Квартиру, о которой они сейчас вспоминали, Марии дали в доме комсостава комендатуры, когда она приехала на комсомольскую работу в этот утонувший в зелени предгорный кишлак, отрезанный от всего мира бурной речкой, через которую с трудом проезжали лишь арбы и опытные всадники. Одноэтажный длинный дом, сделанный из кирпича-сырца, стоял недалеко от штаба комендатуры. Стены его были старательно выбелены, а ставни, двери квартир, столбы, поддерживавшие козырьки над крылечками, выкрашены в зеленый — пограничный цвет. Как только Мария вселилась в крайнюю квартиру, к дому сразу же начали пристраивать следующую. Вскоре были пристроены еще три квартиры. И тогда кто-то назвал дом лежачим небоскребом. За домом начинались манежи, а дальше — стрельбище. Мария тогда вместе с женами командиров училась ездить на коне, прыгать через «канаву», «шлагбаум», «изгородь», рубить лозу, вольтижировать, стрелять из карабина, револьвера и даже из «максима». Потом начала приводить на эти занятия девушек из кишлака, а под дверью ее квартиры стали появляться записки с угрозой, что рука аллаха покарает неверную.
Можно ли забыть те чувства, которые Мария испытывала тогда: удовлетворенность тем, что потянулись к ней кишлачные девчата, а за ними и парни, жуткая радость от того, что ее влияние на бедняцкую молодежь выводит из себя врагов Советской власти и националистов, — все это вспоминалось ей сейчас, пока они с Андреем шли к лежачему небоскребу.
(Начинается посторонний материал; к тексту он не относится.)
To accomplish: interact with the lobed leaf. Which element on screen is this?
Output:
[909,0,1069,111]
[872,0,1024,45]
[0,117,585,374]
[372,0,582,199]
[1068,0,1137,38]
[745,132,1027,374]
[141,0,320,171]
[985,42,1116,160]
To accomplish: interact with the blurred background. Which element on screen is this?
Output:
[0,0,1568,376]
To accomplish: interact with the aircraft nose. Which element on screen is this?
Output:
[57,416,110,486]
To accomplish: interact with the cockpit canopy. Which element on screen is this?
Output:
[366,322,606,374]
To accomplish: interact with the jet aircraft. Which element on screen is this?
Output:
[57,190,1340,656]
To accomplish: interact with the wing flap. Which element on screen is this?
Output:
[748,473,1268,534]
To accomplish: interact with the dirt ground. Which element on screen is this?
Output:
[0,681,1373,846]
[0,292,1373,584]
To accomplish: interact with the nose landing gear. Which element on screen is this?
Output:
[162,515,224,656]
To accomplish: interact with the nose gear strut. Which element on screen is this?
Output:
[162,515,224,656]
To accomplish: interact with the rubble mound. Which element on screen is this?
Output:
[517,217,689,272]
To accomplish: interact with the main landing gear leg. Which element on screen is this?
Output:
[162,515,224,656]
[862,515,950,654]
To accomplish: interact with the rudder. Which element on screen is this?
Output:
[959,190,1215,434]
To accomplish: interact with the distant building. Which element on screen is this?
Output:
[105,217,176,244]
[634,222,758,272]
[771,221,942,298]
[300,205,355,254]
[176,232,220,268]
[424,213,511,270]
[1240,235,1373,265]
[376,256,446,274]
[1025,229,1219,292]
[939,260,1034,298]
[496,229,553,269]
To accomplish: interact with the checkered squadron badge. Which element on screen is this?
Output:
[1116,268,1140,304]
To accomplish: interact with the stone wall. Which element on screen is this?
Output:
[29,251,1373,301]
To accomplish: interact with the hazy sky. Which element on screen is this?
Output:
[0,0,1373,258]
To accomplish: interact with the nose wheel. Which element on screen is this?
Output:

Когда же подошли к крыльцу ее бывшей квартиры, нахлынули воспоминания о том первом вечере, той ночи, которая стала началом их новой жизни.
«Мария, будь моей женой. Сегодня. Сейчас», — говорил Андрей.
«Вы сошли с ума. Мы только познакомились. Мы совсем не знаем друг друга».
«И можем не узнать. Потом будем жалеть всю жизнь. Через три дня я уезжаю на заставу. Решай».
«А как без регистрации?»
«У нас три дня. Успеем все. На свадьбу созовем друзей».
И она решила…
Сейчас, стоя у крыльца, Мария вспомнила весь тот разговор так подробно, будто происходил он не много лет назад, а только-только; Марии даже казалось, что она слышит его голос, необычно тонкий, видит его спокойные добрые глаза, чувствует его руки, крепко стиснувшие ее — Мария даже сейчас задержала дыхание, затем улыбнулась спокойно и радостно и поцеловала Андрея.
— Не жалеешь? — спросил, улыбаясь, Андрей. — А? Может, о другой жизни мечтала?
— Глупый ты, глупый…
Они так и не зашли в квартиру. Постояли, прильнув друг к другу, не думая о том, что кто-то может их увидеть и осудить за такую вольность, поцеловались и направились к центру кишлака, где рядом с райкомами партии и комсомола, в сквере, в кольце пирамидальных тополей, стоял памятник пограничникам: солдат в кавалерийской бекеше и буденовке. В одной руке он держал бинокль, в другой — поводок напружинившейся, готовой к броску собаки. Памятник построили комсомольцы района. Они собрали деньги, нашли и привезли скульптора, разбили сквер. Делали все это под пристальными взглядами стариков в огромных белых чалмах, с утра до вечера сидевших рядком под тенью такого же ветхого, как и они, карагача.